O çok ünlü bir gazeteciydi, çok ünlü ve çok satan bir gazetede yazıyordu. Sadece gazeteci değil, deneyimli bir araştırmacı yazardı da. Meslektaşları arasında en geniş, en zengin, dört dörtlük bir arşive sahip olduğu söylenmekteydi.
Ünlü Gazeteci son zamanlarda kafayı, hükümet üyelerinin bulaştığı büyük boyutlu yolsuzluklara takmıştı. Elinde sağlam belgeler vardı, bunları gazetesindeki köşesinden bir ucundan yayınlamaya başladı. Önce uyarılar geldi hükümetten ve hükümete yakın çevrelerden. Umursamayınca, korkutmalar ve örtülü tehditler yağmaya başladı. Bunları hiç önemsemeyen Ünlü Gazeteci, kör kör parmağım gözüne, der gibi hükümet üyelerinin ve yakınlarının gırtlaklarına kadar batmış olduğu yolsuzlukları, hortumlamaları belgeleriyle ortaya koyan bir kitap yazdı. Kitabın parçalı bomba etkisi henüz tam yayılmamışken, bir gün, sabahın köründe Ünlü Gazetecinin evini polisler bastı.

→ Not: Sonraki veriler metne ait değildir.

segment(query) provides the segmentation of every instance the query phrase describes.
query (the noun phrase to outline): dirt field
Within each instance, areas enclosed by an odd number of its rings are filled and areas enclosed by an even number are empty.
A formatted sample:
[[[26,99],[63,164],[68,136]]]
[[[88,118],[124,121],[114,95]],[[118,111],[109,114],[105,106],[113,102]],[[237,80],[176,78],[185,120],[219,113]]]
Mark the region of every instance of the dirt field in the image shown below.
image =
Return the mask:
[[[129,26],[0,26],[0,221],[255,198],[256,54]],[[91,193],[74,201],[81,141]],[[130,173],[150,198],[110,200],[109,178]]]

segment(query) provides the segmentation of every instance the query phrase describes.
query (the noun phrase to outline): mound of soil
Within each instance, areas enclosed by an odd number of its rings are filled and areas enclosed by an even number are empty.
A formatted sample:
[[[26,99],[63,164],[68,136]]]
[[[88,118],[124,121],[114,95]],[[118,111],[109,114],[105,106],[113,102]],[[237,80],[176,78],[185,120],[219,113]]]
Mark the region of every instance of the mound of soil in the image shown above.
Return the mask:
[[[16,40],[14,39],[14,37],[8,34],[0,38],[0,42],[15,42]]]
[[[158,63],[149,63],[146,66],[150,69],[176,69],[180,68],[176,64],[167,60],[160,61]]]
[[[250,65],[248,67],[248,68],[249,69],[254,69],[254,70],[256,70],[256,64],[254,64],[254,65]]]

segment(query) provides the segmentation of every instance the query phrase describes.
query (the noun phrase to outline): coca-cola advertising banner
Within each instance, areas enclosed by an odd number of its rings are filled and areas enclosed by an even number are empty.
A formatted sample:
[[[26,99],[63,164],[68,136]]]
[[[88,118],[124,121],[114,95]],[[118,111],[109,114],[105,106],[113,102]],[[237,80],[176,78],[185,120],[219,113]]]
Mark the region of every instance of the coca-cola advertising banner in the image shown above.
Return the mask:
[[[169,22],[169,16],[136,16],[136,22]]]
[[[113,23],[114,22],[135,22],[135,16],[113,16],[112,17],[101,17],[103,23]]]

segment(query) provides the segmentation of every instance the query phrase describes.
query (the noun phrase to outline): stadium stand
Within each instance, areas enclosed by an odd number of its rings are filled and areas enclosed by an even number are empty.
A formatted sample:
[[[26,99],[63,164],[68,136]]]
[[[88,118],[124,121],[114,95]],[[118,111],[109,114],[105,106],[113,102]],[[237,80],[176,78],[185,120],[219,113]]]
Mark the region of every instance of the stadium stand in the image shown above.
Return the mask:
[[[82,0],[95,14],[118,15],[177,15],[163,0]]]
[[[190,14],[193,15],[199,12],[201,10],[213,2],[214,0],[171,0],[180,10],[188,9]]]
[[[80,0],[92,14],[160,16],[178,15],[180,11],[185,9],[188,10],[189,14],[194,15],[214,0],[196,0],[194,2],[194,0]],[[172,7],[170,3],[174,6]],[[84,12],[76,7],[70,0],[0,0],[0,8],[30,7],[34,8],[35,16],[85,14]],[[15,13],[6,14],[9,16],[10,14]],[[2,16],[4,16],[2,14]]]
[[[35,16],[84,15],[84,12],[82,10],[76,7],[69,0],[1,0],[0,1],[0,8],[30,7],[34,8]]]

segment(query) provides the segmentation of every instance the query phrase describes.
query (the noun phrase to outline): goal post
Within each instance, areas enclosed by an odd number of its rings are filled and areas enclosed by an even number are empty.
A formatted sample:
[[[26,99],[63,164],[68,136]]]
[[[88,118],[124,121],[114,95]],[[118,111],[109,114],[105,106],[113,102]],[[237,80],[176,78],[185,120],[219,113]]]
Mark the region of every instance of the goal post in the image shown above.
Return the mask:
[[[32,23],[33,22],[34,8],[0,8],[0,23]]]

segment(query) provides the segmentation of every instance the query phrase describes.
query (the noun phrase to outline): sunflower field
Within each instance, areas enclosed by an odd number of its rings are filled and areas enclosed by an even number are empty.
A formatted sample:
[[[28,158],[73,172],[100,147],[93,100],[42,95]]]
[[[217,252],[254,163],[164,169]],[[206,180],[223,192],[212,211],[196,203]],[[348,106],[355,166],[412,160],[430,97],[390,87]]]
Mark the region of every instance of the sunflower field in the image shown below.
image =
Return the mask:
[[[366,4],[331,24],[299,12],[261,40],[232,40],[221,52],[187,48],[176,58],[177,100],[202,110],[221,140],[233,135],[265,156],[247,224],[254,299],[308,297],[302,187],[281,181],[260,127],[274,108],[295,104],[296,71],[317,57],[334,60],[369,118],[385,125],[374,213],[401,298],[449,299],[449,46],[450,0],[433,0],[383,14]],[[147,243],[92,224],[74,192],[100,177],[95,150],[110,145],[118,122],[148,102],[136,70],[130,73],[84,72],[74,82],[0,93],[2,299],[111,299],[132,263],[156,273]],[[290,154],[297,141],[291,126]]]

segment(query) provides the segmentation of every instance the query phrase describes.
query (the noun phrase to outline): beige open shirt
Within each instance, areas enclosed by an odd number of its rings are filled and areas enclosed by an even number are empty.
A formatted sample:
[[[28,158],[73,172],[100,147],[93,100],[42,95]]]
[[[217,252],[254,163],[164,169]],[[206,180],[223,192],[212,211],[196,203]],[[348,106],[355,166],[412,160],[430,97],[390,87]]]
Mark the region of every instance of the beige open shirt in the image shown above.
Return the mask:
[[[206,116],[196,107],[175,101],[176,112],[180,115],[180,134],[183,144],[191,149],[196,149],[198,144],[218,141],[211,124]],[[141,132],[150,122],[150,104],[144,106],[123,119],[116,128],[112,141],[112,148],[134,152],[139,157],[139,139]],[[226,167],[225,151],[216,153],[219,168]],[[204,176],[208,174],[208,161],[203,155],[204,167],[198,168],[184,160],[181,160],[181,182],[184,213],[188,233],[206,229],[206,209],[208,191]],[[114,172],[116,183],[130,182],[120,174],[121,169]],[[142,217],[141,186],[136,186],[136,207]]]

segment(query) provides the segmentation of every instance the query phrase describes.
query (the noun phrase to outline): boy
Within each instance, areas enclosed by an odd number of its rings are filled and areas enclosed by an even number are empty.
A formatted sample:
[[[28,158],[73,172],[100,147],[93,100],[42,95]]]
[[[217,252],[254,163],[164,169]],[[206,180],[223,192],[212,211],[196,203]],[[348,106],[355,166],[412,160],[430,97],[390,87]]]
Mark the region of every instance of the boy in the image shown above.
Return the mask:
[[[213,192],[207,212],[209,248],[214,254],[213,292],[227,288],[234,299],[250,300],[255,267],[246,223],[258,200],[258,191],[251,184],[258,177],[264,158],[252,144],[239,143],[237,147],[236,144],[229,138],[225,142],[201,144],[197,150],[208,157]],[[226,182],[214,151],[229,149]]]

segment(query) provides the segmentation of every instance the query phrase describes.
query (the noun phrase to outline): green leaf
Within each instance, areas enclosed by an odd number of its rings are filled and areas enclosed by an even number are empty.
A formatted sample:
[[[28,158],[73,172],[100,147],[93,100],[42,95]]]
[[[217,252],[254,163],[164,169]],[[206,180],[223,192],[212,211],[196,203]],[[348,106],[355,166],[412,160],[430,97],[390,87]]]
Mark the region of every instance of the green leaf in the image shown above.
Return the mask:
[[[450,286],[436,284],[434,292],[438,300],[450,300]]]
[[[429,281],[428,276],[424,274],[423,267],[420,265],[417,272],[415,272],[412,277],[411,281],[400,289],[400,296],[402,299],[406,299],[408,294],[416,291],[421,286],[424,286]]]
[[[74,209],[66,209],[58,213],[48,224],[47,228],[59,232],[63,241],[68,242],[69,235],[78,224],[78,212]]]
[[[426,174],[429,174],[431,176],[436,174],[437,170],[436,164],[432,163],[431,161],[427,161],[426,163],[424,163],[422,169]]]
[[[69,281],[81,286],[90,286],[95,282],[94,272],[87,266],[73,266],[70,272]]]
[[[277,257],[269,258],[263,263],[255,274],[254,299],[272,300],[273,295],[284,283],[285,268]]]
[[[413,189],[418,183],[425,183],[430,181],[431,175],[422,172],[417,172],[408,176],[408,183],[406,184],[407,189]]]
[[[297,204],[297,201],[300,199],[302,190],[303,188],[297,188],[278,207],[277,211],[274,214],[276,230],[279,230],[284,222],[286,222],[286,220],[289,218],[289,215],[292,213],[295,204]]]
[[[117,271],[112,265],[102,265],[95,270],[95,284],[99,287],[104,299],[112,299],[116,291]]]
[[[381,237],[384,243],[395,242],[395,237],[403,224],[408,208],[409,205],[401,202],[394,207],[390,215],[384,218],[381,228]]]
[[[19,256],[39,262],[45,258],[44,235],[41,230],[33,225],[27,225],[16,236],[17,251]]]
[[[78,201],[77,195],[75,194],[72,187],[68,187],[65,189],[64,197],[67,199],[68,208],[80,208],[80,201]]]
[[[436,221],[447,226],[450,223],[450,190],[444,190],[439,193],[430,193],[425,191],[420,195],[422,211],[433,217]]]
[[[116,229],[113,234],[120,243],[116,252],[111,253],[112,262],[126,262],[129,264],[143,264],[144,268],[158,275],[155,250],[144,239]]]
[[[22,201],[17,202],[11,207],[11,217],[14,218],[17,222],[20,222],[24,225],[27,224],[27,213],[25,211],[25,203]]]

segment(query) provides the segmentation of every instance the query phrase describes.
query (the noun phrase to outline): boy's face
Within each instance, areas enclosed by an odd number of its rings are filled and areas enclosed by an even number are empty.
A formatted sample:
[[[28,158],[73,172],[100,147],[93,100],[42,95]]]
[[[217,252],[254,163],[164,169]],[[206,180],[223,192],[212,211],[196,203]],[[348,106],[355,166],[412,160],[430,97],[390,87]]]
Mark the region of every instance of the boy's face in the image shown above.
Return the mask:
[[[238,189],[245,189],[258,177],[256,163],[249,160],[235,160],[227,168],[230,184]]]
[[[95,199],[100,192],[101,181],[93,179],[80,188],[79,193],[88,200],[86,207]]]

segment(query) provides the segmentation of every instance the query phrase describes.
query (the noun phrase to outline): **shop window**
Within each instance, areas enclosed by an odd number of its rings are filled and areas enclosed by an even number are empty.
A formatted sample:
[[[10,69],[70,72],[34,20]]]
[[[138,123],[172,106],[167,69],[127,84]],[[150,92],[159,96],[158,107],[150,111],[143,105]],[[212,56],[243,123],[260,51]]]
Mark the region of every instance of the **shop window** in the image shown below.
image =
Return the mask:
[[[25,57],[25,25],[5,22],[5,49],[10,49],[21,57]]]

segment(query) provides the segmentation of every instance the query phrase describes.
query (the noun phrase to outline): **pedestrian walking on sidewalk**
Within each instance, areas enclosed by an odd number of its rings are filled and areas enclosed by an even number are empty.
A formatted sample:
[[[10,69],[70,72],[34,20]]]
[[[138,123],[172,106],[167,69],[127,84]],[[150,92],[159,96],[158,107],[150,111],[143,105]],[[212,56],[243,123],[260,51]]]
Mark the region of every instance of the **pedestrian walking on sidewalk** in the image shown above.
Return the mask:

Evde, kendisinden başka hiç kimse yoktu. “Avukatımı arayacağım” dedi, telefona uzanırken. Odaya doluşmuş polislerden birinin ağır eli sertçe engelledi, “kimseyi arayamazsın, kimseyle konuşamazsın!” diye buyurdu, ağır elli kaba sesli polis, “sessiz ol, otur!”
Sabahın altısında başlayan arama tam on saat sürdü. Ünlü Gazeteci kendi evinde on saat tutuklu kalmıştı. Polisler, Ünlü Gazetecinin bilgisayarına, CD’lerine, cep telefonlarına, günlüklerine, notlarına, banka defterlerine ve tam 17 büyük karton kutusu dolu belgelerine el koyduklarını söylediler…
Baktı ki el koydukları özel eşyalarını polisler alıp götürüyor, Ünlü Gazeteci on saattir sabırla oturduğu yerden kalktı, “bunların dökümünü içeren yazılı, imzalı bir belge isterim! Hani, tutanak nerede?” diye diklenmek istedi. Ağır elli, kaba sesli polis, Ünlü Gazeteciyi elinin tersiyle itti, “tutanak mutanak yok!” deyip, diğer polislerin yüklenmiş olduğu eşyalarla çıkıp gitti.
Peki, kimdi bu Ünlü Gazeteci? Biliyorum, şimdi hepiniz birçok ismi sıralamaya başladınız bile! Ancak üzgünüm, bilemediniz!
Anlattığım gerçek öyküdeki Ünlü Gazeteci: Alman araştırmacı yazar Hans Martin Tillack.
Tillack, ünlü Alman dergisi Stern’in, AB’nin başkenti Brüksel’de muhabirliğini yapmaktaydı. 20 Mart 2004 günü, Brüksel’deki evi AB polisleri tarafından basılan, özel eşyaları ve yılların birikimi zengin arşivi kayıtsız kuyutsuz elinden alınan Tillack, baskından hemen sonra gazetesini, Stern’i arar. Tüm avukatlarıyla seferber olan Stern, baskını Hamburg’daki mahkemeye taşır. 1 Şubat 2005 günü, Hamburg Yüksek Mahkemesi kararı açıklar: Avropol (Avrupa Birliği Polis Örgütü) görevlileri dokunulmazlık hakkına sahip olduklarından, onlara karşı açılan dava düşmüştür. Tillack’ın evini basan Avropol görevlilerini yargılamaya, ne Alman ne de başka bir AB ülkesi ulusal mahkemesinin yetkisi vardı!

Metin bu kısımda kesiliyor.